Стивен, пытаясь вслушаться в невысказанную речь за этими словами, нарочито небрежно сказал:
— Паскаль, насколько я помню, не позволял матери целовать себя, так как боялся прикосновения женщины.
— Значит, Паскаль — свинья, — сказал Крэнли.
— Алоизий Гонзага был, кажется, настроен так же.
— Раз так, он — еще одна свинья, — сказал Крэнли.
— Церковь считает его святым, — возразил Стивен.
— А мне никакой хреновой разницы, кто там его кем считает, — решительно и грубо отрезал Крэнли. — Я его считаю свиньей.
Стивен, обдумывая каждое слово в уме, продолжал:
— Иисус тоже как будто обращался со своей матерью не особенно учтиво на людях, но вот Суарес, иезуитский теолог и испанский дворянин, его оправдывает.

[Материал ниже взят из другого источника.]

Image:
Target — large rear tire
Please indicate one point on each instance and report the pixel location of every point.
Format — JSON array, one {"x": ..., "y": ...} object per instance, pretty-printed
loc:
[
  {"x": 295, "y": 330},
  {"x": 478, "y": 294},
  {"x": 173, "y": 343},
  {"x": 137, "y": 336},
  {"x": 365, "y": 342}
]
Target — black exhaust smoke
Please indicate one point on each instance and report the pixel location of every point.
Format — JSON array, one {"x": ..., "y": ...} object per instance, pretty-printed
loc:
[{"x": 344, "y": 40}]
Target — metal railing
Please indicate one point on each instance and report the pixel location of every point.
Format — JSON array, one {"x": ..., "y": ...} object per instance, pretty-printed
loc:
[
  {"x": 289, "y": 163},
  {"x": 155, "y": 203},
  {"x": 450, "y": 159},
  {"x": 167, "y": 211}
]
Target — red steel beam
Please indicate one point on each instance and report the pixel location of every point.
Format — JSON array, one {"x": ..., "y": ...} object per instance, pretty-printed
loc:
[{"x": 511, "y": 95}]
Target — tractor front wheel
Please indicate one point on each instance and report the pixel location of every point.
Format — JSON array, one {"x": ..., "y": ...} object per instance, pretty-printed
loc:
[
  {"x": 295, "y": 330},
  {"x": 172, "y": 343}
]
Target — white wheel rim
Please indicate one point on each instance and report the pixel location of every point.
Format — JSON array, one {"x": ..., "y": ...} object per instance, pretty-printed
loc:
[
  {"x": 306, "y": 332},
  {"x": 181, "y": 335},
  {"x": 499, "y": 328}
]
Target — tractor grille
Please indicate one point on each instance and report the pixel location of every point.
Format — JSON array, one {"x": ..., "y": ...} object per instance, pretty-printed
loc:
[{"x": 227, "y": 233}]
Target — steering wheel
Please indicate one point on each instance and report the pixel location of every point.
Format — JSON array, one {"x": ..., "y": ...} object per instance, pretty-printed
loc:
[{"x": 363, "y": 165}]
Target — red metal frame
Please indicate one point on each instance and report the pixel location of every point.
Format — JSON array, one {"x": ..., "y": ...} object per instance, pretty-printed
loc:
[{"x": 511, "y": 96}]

— А тебе не приходила в голову мысль, — спросил Крэнли, — что Иисус не был тем, за кого он себя выдавал?
— Первый, кому эта мысль пришла в голову, — ответил Стивен, — был сам Иисус.
— Я хочу сказать, — продолжал Крэнли более резким тоном, — не приходила ли тебе в голову мысль, что он был сознательный лицемер, гроб повапленный, как он назвал своих современников-иудеев? Говоря совсем напрямик, что он был подлец?

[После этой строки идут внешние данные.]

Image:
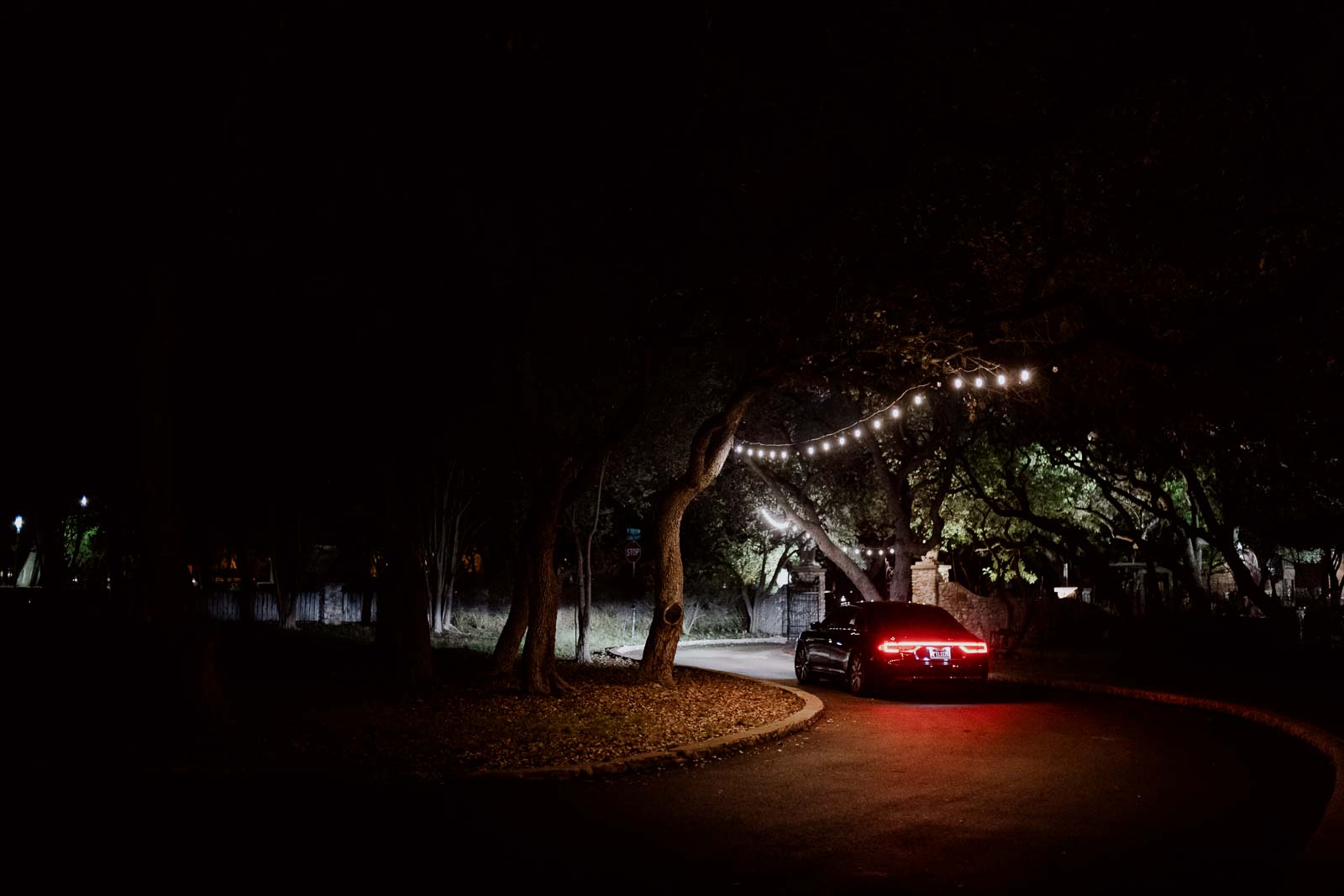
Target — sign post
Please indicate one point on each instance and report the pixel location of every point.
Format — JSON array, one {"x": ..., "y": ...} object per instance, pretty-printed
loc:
[{"x": 632, "y": 555}]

— Такая мысль никогда мне не приходила, — ответил Стивен, — но мне интересно знать, стараешься ли ты обратить меня или совратить себя?
Обернувшись к другу, он увидел на его лице смутную усмешку, которой тот усилием воли старался придать тонкую многозначительность.

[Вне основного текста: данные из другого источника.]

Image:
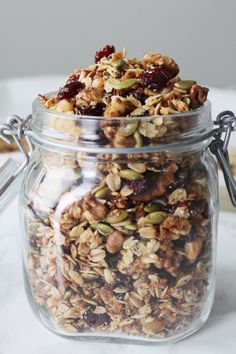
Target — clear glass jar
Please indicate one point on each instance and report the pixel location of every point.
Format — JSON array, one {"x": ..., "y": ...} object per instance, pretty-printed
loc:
[{"x": 119, "y": 220}]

Неожиданно Крэнли спросил просто и деловито:
— Скажи по правде, тебя не шокировали мои слова?
— В какой-то мере, — ответил Стивен.
— А почему же ты был шокирован, — продолжал Крэнли тем же тоном, — если ты уверен, что наша религия — обман и Иисус не был сыном Божиим?
— А я в этом совсем не уверен, — сказал Стивен. — Он, скорее, походит на сына Бога, чем на сына Марии.
— Вот потому ты и не хочешь причащаться, — спросил Крэнли, — что в этом деле ты тоже не уверен? Ты чувствуешь, что причастие действительно может быть телом и кровью сына Божия, а не ломтиком хлеба? И ты страшишься, что это может так быть?
— Да, — спокойно ответил Стивен. — Я чувствую это, и я страшусь этого.
— Понятно, — сказал Крэнли.
Стивен, опешив от его тона, как бы закрывающего дискуссию, тотчас поспешил ее вновь открыть.
— Я боюсь многого, — сказал он, — собак, лошадей, оружия, моря, грозы, машин, проселочных дорог ночью.
— Но почему ты боишься кусочка хлеба?
— Мне представляется, — сказал Стивен, — что за всем, чего я боюсь, кроется какая-то зловещая реальность.
— Значит, ты боишься, — спросил Крэнли, — что Бог Римско-католической церкви может тебя покарать смертью и проклятием, если ты кощунственно примешь причастие?
— Бог Римско-католической церкви мог бы это сделать и сейчас, — сказал Стивен. — Но больше, чем этого, я боюсь химического процесса, который начнется в моей душе от фальшивого поклонения символу, за которым высятся двадцать столетий могущества и благоговения.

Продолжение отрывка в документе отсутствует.